Bodies, human and otherwise, follow general patterns and layouts. But within those layouts, there’s a surprising amount of room for variation. The farther from your core they get, the more your veins and arteries get creative with their organization (to the point where there’s been some work on identifying suspects by the vein patterns in their hands and forearms). People can have extra “accessory” bones, or variants of musculature. In fact, part of the benefit of cadaver dissection in medical school is exposure to a real body, as opposed to the theoretical “average” body.

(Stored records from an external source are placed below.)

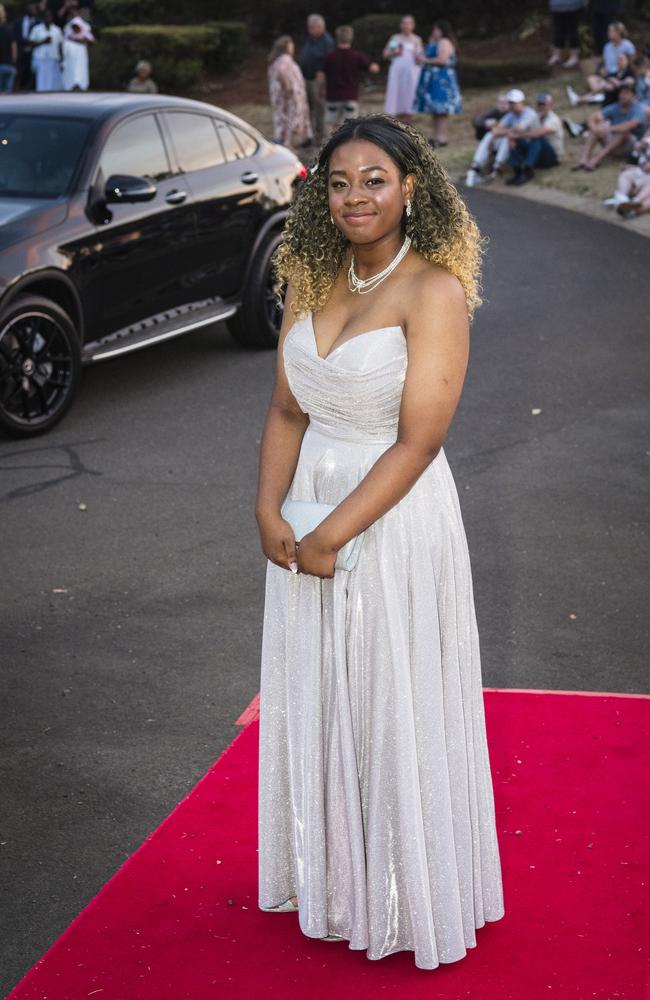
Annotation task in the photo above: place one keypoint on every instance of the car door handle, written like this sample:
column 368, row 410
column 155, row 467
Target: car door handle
column 175, row 197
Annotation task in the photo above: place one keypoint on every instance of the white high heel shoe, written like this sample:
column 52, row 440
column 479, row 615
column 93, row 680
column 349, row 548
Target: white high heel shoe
column 289, row 907
column 286, row 907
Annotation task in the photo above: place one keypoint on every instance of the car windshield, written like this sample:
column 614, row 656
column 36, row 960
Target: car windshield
column 39, row 154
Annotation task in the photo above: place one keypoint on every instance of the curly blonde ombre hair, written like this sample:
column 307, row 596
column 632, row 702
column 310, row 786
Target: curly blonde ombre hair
column 313, row 251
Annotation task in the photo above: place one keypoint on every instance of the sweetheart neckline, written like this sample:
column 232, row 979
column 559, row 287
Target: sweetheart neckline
column 365, row 333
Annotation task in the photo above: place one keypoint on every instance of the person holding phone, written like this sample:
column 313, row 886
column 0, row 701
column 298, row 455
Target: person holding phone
column 404, row 51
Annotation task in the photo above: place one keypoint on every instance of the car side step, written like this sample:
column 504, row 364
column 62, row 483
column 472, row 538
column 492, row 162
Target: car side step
column 163, row 326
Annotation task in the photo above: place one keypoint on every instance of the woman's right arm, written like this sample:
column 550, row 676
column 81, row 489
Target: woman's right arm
column 284, row 429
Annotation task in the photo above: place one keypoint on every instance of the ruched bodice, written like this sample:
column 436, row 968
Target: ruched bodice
column 354, row 392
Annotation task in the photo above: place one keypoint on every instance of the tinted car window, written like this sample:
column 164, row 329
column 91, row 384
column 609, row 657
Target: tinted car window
column 39, row 155
column 246, row 141
column 231, row 147
column 136, row 148
column 196, row 145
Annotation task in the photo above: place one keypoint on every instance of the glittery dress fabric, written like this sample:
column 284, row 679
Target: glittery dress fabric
column 376, row 804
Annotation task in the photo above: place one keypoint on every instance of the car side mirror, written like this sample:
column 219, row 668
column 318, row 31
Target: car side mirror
column 124, row 187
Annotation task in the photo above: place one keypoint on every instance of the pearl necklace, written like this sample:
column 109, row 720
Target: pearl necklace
column 365, row 285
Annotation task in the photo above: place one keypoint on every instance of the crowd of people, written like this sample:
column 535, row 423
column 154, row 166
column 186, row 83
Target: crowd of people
column 314, row 90
column 46, row 47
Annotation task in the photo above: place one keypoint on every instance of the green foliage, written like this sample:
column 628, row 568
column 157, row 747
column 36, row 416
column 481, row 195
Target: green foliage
column 113, row 13
column 180, row 54
column 499, row 73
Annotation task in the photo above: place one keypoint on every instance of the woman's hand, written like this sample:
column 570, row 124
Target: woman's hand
column 315, row 555
column 278, row 541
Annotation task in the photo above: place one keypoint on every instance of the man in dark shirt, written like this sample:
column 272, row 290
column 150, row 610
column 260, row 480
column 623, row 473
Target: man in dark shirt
column 21, row 29
column 603, row 12
column 319, row 42
column 340, row 76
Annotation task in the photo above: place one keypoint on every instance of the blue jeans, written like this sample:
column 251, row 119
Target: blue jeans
column 533, row 153
column 7, row 77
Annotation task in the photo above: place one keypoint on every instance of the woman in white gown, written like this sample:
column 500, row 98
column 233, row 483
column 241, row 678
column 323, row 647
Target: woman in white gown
column 376, row 808
column 77, row 36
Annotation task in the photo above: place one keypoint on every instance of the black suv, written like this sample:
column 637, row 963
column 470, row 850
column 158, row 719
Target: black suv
column 126, row 220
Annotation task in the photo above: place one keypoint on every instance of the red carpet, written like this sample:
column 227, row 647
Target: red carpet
column 180, row 918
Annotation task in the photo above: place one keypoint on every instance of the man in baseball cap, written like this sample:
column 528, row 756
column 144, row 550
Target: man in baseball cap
column 515, row 123
column 542, row 146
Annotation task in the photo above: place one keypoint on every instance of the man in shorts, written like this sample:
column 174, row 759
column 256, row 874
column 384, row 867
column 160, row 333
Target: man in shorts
column 340, row 75
column 615, row 128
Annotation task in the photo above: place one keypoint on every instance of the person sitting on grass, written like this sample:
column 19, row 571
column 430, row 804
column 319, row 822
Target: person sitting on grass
column 614, row 128
column 632, row 194
column 516, row 123
column 484, row 122
column 541, row 147
column 609, row 85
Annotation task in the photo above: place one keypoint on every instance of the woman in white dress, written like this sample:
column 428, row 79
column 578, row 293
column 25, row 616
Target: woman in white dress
column 404, row 51
column 376, row 808
column 77, row 37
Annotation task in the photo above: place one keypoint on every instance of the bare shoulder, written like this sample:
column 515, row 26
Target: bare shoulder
column 435, row 291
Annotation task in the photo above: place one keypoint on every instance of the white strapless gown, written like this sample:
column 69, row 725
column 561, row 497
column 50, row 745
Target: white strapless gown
column 376, row 804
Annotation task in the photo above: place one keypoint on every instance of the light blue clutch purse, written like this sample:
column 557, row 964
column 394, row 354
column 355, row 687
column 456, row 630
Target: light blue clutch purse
column 305, row 515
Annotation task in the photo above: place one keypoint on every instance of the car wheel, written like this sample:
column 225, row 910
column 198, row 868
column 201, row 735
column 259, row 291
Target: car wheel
column 40, row 365
column 258, row 320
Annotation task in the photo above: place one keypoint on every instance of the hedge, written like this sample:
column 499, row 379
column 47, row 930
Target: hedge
column 498, row 73
column 180, row 54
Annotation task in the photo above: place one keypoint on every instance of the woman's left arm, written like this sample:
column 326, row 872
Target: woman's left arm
column 438, row 348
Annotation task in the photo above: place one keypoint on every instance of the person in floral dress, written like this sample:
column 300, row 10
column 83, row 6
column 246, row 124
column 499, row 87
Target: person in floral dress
column 438, row 93
column 288, row 95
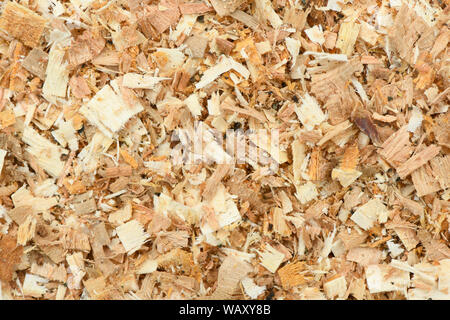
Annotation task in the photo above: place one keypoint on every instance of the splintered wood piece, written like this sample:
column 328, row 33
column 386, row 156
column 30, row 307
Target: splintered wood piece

And did you know that about 1 in 10,000 people have their internal organs partially or entirely mirrored compared to standard human anatomy? Most of the time, it doesn’t cause any issues, and you wouldn’t even know you had it unless you had thoracic or abdominal surgery. (Occasionally it comes with some heart defects; you find out relatively quickly in that case.) I’d heard of situs inversus at some point in my past, probably around when I learned about fibrodysplasia ossifcans progressiva, which wormed its way into my last book. The idea stuck around, hovering in the background of my brain, until I started writing Last to Leave the Room and realized that a scientifically-minded person would, of course, want to know exactly how identical her doppelganger was to herself.
So give that bitch an ultrasound machine! She just might not like what she finds out about herself…
- Sometimes you just have to give your main character’s hair its own arc.
Tamsin carefully controls everything in her life to create a certain effect. Her relationships, her reputation, her appearance. When we first meet her, she’s dressed exquisitely, her curly red hair is perfectly maintained, and she wears full-face make up and heels every day. This being a horror novel, she gets more than a little scuffed up before the final pages.
In the last phase of edits, my editor focused in on one specific detail: Tamsin’s hair. I’d made passing references to it getting a bit gross and tangled over the course of the plot, and my editor suggested I amp it up. Really track it, and, essentially, give Tamsin’s hair its own plot arc that moved in lockstep with Tamsin’s mental health (or lack thereof). What starts as distraction devolves into neglect and finally into chaos.
It’s a small detail, but tracking the state of Tamsin’s hair made me pay closer attention to Tamsin’s mind, and all the other little details of her environment. Her forgetting to take showers snowballing into forgetting salon appointments reinforced the less tangible aspects of her decline. Sometimes, it’s the small things that make the horror more real–and more terrible.
Caitlin Starling is the nationally bestselling author of The Death of Jane Lawrence (2021), Last to Leave the Room (2023), and the award-winning The Luminous Dead (2019). Her other works of genre-hopping horror and speculative fiction include Yellow Jessamine and a novella in the Vampire: The Masquerade collection, Walk Among Us. Her nonfiction has appeared in Nightmare, Uncanny, and Nightfire. Caitlin also works in narrative design, and has been paid to invent body parts. She’s always on the lookout for new ways to inflict insomnia.
Bernadette Nason says:
I found this fascinating. Many thanks for sharing. Number 5 particularly resonated: I write memoir and have often noticed how elements of personal care can warp and take on lives of their own!
October 10, 2023 — 9:55 AM
Susan Ridenour says:
Always love and learn stuff from the guest posts — pretty cool to see behind the curtain. Thank you, Ms. Starling.